CHEUI Issue with the signal rejoining script and model 2 with the 4 dimensional issues

Hi CHEUI team,

I have a few questions about the preprocessing step.

I have finished the preprocessing for the nanopolish files with the C++ script and there are 26 outputs for that. I tried to rejoin the signal files by using the combine_split_files.py but there is an error message:

"combine_split_files: error: unrecognised arguments:"

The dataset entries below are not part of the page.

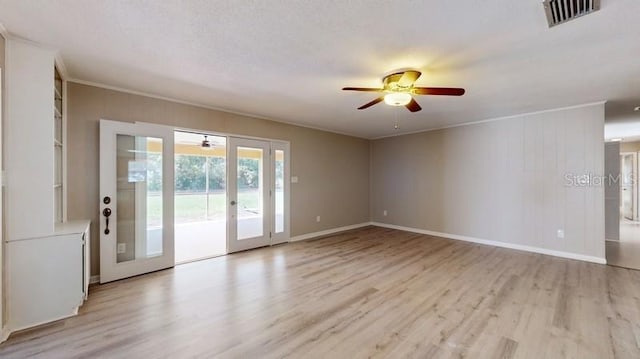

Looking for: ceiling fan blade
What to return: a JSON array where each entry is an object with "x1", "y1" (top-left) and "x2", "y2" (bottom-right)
[
  {"x1": 342, "y1": 87, "x2": 383, "y2": 92},
  {"x1": 358, "y1": 96, "x2": 384, "y2": 110},
  {"x1": 411, "y1": 87, "x2": 465, "y2": 96},
  {"x1": 398, "y1": 71, "x2": 422, "y2": 87},
  {"x1": 405, "y1": 99, "x2": 422, "y2": 112}
]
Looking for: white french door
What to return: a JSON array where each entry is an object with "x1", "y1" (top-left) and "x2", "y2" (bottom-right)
[
  {"x1": 100, "y1": 120, "x2": 174, "y2": 283},
  {"x1": 227, "y1": 137, "x2": 272, "y2": 252}
]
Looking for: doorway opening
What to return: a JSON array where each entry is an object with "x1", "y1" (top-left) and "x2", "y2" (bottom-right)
[
  {"x1": 100, "y1": 119, "x2": 290, "y2": 283},
  {"x1": 174, "y1": 131, "x2": 227, "y2": 264},
  {"x1": 605, "y1": 139, "x2": 640, "y2": 269}
]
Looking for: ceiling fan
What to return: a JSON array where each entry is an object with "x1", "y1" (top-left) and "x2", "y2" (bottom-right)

I tried to input the directory and single file of those files and they turned out with the same message. Only the first split file seems to have no error. I can confirm that I have added headers into the split file during the preprocessing while I put the individual signal files into model 1 and they are working.

Bw, Dominic

Oct 05 '23 14:10 Domikohlh

Hi,

I want to make an update on the signalling script. I sorted the signalling arguments but they took very long to proceed so I have skipped this script because I have limited runtime. I just ran the signal chunks straight to model 1 and combine the result afterwards. I wonder does it impact the downstream performance?

Second, I have an issue with the model 2 dimension issue in m5C predictions. My input file is 122G and I broke it down into the first 50000 lines for processing and it is still not working. I have checked the format and there are 3 columns: The transcript and the cytosine sites, a series of probability and the replicate tag. I double-checked there are no extra columns or data that is not aligned properly. The model ran smoothly for the first few minutes, but it stopped in the middle and reported the dimension issue:

"W tensorflow/core/framework/op_kernel.cc:1828] OP_REQUIRES failed at conv_ops_fused_impl.h:761 : INVALID_ARGUMENT: convolution input must be 4-dimensional: [1,32,99]"

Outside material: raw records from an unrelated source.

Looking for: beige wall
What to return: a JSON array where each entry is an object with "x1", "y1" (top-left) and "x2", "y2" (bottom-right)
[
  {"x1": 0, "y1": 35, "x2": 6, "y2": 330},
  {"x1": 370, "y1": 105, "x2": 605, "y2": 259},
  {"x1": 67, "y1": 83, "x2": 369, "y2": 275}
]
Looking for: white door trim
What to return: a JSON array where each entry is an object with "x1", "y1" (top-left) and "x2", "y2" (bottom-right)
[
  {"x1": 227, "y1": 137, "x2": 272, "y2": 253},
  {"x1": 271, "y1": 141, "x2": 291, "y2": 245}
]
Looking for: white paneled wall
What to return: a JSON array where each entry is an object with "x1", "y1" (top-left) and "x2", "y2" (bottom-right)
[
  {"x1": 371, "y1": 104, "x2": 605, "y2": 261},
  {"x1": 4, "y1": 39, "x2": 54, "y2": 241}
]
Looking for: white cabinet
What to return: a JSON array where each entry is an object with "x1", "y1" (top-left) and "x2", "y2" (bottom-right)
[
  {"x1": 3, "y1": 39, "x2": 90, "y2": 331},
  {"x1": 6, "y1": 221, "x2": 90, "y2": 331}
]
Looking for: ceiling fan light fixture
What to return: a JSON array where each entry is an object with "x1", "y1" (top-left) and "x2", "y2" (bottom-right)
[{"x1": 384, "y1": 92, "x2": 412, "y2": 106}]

I have tried adding a fourth column with '1's to fulfill the requirement, and removing the replicate tag column as the test data only has 2 columns, but the wrong format error will come up. Can you try to resolve it, please?

Dom

Oct 14 '23 02:10 Domikohlh

Hi,

Sorry about the run time issue. We are working on the faster preprocessing version and will have the update soon. I think its ok to pass chunks to model1 and combine output at the end as you mentioned. Sort them before passing to model2.

i think the issue you are getting regarding the dimension is because of TensorFlow version. What version are you using ?

Either please install the recommended version TF 2.4.1

Or

please try replacing the below line in the CHEUI_predict_model2.py code

lr_probs = model.predict(prob_vectors) to: lr_probs = model.predict(prob_vectors.reshape(prob_vectors.shape[0], 99, 1))

It should be line number 199 and 220 in CHEUI_predict_model2.py.

Please let us know if it helps.

Thanks, Akanksha

Oct 14 '23 04:10 Akanksha2511

Hi Akanksha,

Thank you so much for your reply.

That is absolutely fine and totally understandable that it takes time to develop the new preprocessing script and I will finger-cross it for the CHEUI team.

That is great! I just want to make sure the result is not disrupted even if I am not following the combined script. Regarding model 2, I added the reshaped part for the Ir_probs. I think it is working properly and does generate much longer results now.

Bw, Dominic

Oct 14 '23 07:10 Domikohlh